Around here ponies are considered children's toys, pasture mates, or the butt of jokes. They are either a stepping stone for young equestrians, or a companion animal for a "real" horse. Company that eats less hay while keeping the Warmbloods, Thoroughbreds, and Arabians less bored. Few people (if any) around Washington County employ regular-sized ponies for logging and cart work. They either use ATVs, garden tractors, or some other form of motorized tool for small jobs. If they are into working horses they use Drafts or Standardbreds. That's the MO for most farmers and ponies around here. But I am not most farmers, and Jasper is definitely not like most ponies.
 
When I was looking into getting my first horse, I wanted an animal at my own eye level. I rode 16+ hand mares at my riding lessons (which have since stopped since I went from 5 days of office work a week to 4), but I only felt comfortable because of the amount of education of the mares and the amount of professionals around me. It also eased the mind to know we were in a locked arena, so even a mad dash could only last a hundred yards. But on a farm, out on my 6.5 acres of land and the thousands of acres of not-my land around us on the mountain...I didn't want a 16 hand horse bolting into the woods dragging a plow. I wanted something I could control with my own hands in a pinch. Something larger than a Shetland but smaller than a Haflinger. A Pony, sure, but an animal I could still jump on the back of for a ride to the back pasture to check on the flock. A horse calm enough to learn with, strong enough to be of use, and patient enough to put up with me, a greenhorn like me.
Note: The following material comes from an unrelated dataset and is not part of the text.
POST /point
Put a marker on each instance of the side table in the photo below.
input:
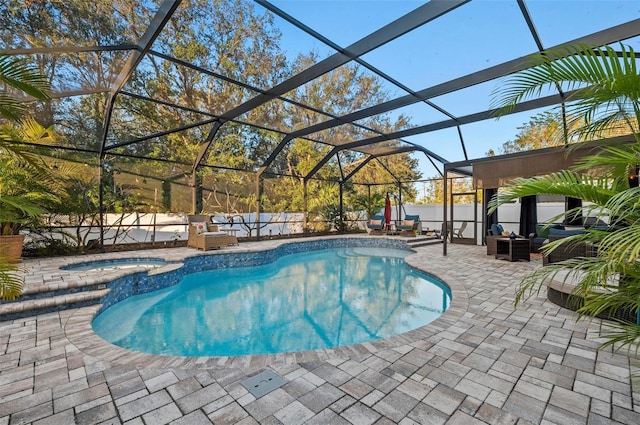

I wanted the animal more educated in driving than I was, and willing to take me on as his student.

I also wanted a gelding. Boys make sense when it comes to working animals. I wanted Gibson to be a male before he was born, and I wanted my horse to be a male as well. At the office, I have two girl friends and one of them took 3 years to shore up. I am comfortable around all the men. My closest friends are all guys. Not sure that is sound horsemanship, but I went with my gut.


 When I first met Jasper he was thin, ratty, and had not seen a brush or bath in months. The night before I met him, he was removed from his herd and stuck in a 2-horse trailer alone. In the morning, in a rain storm, he got freaked out when the trader tried to open the back hatch so he leaped out the side window. BOOM, just gone. "Well, the auction flyer said he was "spirited"..." the seller smiled, knowing this was not looking good for his bank account. Jasper trotted over to some grass near his pasture mates and without a second thought, I just walked up to him. He watched me, and let me grab his halter. I lead him back to the trailer where the Trader was getting him tacked up for a demonstration. It was starting to really rain now, and Jasper's eyes got white with stress. I didn't know enough about horses to offer to come back later, and the trader must have needed the money to ask his son to hop on board. I watched him walk off with his small passenger.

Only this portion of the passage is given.